/Apriori_for_ARM

Fast implementation of association rule mining using apriori algorithm (without parallelization)

Primary LanguageC++MIT LicenseMIT

Apriori_for_ARM

The most important aspect of this assignment was to understand there may be a huge difference between what a paper claims and our implementation of that regarding the execution time. Not only the differences originate from the algorithm, but also from the data structure that we use in the implementation.

Hardware and Software Specifications:

I compiled this code in Ubuntu 18.04 (64-bit version) using GCC version 7.3.0 and I had Intel i5-8500 CPU. You may see different execution times using different OS, compiler, or hardware.

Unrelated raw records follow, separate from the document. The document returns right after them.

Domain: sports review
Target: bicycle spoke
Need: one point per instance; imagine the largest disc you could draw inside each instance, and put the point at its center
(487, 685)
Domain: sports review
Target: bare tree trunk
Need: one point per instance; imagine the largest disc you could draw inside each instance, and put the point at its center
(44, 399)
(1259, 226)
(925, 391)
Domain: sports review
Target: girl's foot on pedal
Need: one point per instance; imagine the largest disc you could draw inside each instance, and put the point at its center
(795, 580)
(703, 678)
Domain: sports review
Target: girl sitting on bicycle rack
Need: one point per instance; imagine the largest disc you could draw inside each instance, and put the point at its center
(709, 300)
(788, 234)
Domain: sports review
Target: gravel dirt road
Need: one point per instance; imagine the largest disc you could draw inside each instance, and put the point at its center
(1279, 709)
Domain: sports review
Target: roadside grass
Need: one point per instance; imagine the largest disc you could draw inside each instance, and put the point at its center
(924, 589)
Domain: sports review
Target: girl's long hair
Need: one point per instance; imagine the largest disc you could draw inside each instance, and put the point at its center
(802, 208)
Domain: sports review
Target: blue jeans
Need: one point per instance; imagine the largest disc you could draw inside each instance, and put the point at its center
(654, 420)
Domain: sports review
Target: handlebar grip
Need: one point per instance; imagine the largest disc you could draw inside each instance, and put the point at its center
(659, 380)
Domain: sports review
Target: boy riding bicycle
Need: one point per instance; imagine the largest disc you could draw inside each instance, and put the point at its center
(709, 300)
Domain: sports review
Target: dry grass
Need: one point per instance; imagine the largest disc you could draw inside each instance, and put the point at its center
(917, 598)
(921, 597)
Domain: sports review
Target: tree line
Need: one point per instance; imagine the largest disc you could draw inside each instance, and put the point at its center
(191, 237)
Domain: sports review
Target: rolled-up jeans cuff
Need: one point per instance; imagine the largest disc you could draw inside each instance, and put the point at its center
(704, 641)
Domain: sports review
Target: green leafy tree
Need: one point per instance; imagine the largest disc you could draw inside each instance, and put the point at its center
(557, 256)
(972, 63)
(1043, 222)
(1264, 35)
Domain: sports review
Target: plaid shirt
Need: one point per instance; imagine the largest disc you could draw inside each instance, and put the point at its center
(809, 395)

To compile the code, use this line in the terminal:

g++ -std=c++17 -O2 AprioriImplementation.cpp

To run the code and see all details (with proper dataset file, support and value):

./a.out 10Kdataset.txt 0.001 0.8

This is a brief report of measures and run times for each of the three datasets:

Results for ~10K transactions (10 items for min_sup, and 80% of conf):

9949 transactions, 488 different items, run time =~ 12.74 seconds.
number of 1 to 10 frequent itemsets: (472, 24085, 8049, 3786, 2329, 1115, 407, 111, 21, 2)
There are 161856 strong association rules overall.

Results for 1K transactions (10 items for min_sup, and 80% of conf):

1000 transactions, 475 different items, run time =~ 0.11 seconds.
number of 1 to 2 frequent itemsets: (334, 174)
There is no strong association rules in this case.

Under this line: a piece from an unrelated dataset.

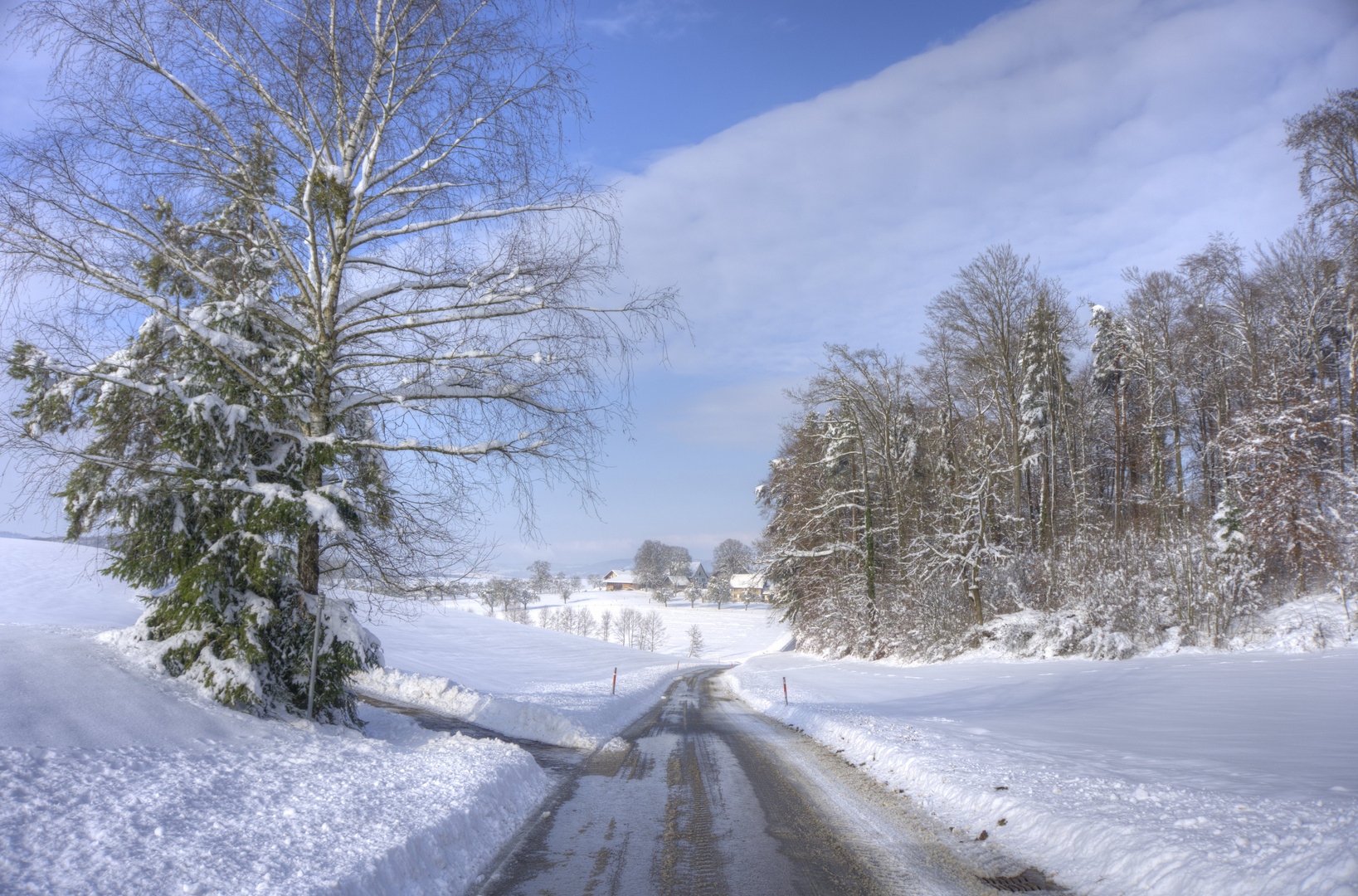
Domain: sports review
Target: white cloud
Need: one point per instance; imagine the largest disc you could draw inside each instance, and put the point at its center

Results for 100 transactions (10 items for min_sup, and 80% of conf):

100 transactions, 366 different items, run time =~ 0.00 seconds.
number of 1 frequent itemsets: (10)
There is no strong association rules in this case.

** To my knowledge, "-O3" is not as stable and consistent as "-O2", also there may be some problems if you compile the code with another version of g++. I have seen cases (on a computer with different version of GCC) with some problems generating all the strong association rules.

** This code is designed in a way that can handle databases with .txt and .csv format (I need to evaluate my code using .csv files, so I add supporting of such format to the code). If the input is a text file, make sure to have '\n' at the end of each line. Also it should follow UTF-8 and Unix(LF) to work properly. Since there is a discrepancy between Windows and Linux for this matter, you may see problems if you use improper database file.